Which leads to a social problem.  This is a feature intended for
extension authors.  Extension authors will just build their code on
Linux, and if it runs, they ship it.  Not everyone (hardly anyone) has
the option of doing platform testing for extensions.  So if some
non-mainstream platform is more picky than others, then the inevitable
result is that extensions are more likely to be broken on non-mainstream
platforms.  This is already frequently the case for other reasons, with
"non-mainstream" effectively meaning anything other than the author's
own machine in some cases, it appears.  We're not going to make this
better by maintaining platform-specific traps.

This issue already exists independent of this feature.  If I want to
create an extension that adds some functionality to hstore or hll or
postgis, I'll just call their symbols, it works, I'll ship it.  We don't
have any way to prevent this, because many mainstream platforms don't
have the required fine-grained undefined symbol controls.

And the extension authors' path of least resistance when faced with a
build failure report on OS X, say, is to just add an option to the link
command in their extension, it works, it ships.

Moreover, I'm not sure this error checking actually buys us much in
practice.  A typoed symbol will be flagged by a compiler warning, and
any undefined symbol will be caught be the test suite as soon as the
module is loaded. So I can't imagine what those buildfarm complaints
are, although I'd be interested look into them the analyze the
circumstances if someone could point me to some concrete cases.

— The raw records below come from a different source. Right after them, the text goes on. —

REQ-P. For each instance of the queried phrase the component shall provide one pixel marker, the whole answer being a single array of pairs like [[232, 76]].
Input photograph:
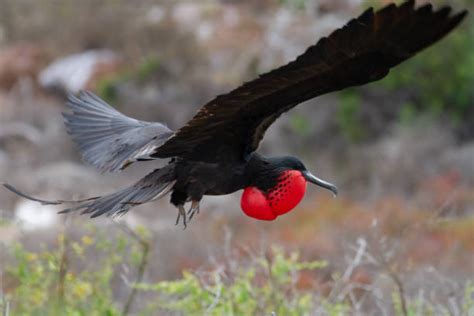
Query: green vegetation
[[107, 87], [348, 118], [64, 280], [268, 285], [426, 76]]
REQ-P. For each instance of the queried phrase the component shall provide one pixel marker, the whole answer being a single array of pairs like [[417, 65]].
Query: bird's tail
[[107, 138], [153, 186]]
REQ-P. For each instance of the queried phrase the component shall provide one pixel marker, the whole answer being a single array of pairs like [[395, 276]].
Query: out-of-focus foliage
[[62, 280], [426, 75], [268, 285]]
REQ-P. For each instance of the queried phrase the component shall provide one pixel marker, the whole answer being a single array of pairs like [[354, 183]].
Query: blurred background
[[399, 239]]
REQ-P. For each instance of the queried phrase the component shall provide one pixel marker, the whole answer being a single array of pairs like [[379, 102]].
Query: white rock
[[32, 215], [72, 73]]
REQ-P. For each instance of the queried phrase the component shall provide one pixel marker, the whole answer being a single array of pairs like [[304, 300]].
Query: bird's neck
[[261, 173]]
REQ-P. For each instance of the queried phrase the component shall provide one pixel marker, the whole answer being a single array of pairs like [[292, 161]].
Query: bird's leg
[[194, 209], [181, 212]]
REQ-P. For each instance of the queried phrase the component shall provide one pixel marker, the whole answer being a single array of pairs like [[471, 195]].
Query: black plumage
[[214, 153]]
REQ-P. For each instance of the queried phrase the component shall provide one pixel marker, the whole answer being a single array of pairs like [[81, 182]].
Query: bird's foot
[[194, 209], [181, 213]]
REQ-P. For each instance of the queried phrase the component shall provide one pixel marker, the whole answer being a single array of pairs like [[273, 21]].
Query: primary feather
[[232, 125]]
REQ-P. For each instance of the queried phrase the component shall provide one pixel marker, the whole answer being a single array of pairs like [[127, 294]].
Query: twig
[[63, 264], [141, 268], [401, 290]]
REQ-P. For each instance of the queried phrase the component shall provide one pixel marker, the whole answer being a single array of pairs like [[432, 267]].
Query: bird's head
[[276, 186]]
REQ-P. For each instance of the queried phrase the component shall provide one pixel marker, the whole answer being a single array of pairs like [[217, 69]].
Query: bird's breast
[[280, 199]]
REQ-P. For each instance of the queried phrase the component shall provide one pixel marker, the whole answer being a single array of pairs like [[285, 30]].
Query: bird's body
[[215, 152]]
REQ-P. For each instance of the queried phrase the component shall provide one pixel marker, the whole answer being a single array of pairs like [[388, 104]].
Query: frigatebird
[[215, 152]]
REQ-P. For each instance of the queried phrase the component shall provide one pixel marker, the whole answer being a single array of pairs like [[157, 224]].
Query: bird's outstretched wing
[[232, 125], [108, 139]]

Nonetheless, if there is so much attachment to this behavior, there
might be a simple compromise.  We keep the error checking on by default,
but allow a pgxs-level variable setting like SHLIB_ALLOW_UNDEFINED.
This would essentially be equivalent to the
I'll-just-hack-my-extension's-makefile approach mentioned above that
will inevitably happen, but that way we can document it and maintain
some level of control over it.


> Surely there are other ways to deal with this requirement that don't
> require forcing undefined symbols to be treated as valid.  For instance,
> our existing find_rendezvous_variable() infrastructure might offer a
> usable solution for passing a function pointer from plugin A to plugin B.
> Indeed, that's pretty much what it was invented for.

The rendezvous variables were invented for a different problem, namely
that you can load modules in arbitrary order, and only the first guy
initializes a variable.  That's not the functionality that we need.

Also, any such approach would likely entail casting all functions and
variables through common pointer types, which would lose all kinds of
compiler checking.  (All rendezvous variables are void pointers.)

It would put quite a bit of extra burden on the authors of modules such
as hstore or postgis to not only maintain a list of exported functions
but also test those interfaces.  Either they'd have to dogfood those
interfaces and replace calls like hstoreCheckKeyLen(...) by
((somecrazycast) myfunctionlookup(hstoreCheckKeyLen))(...), or they'd
have to maintain a parallel set of interfaces that they could only test
by implementing a separate mock user of those interfaces.

At the end of the day, you'll end up implementing a bad version of half
the dynamic linker again in anticipation of a problem we know nothing about.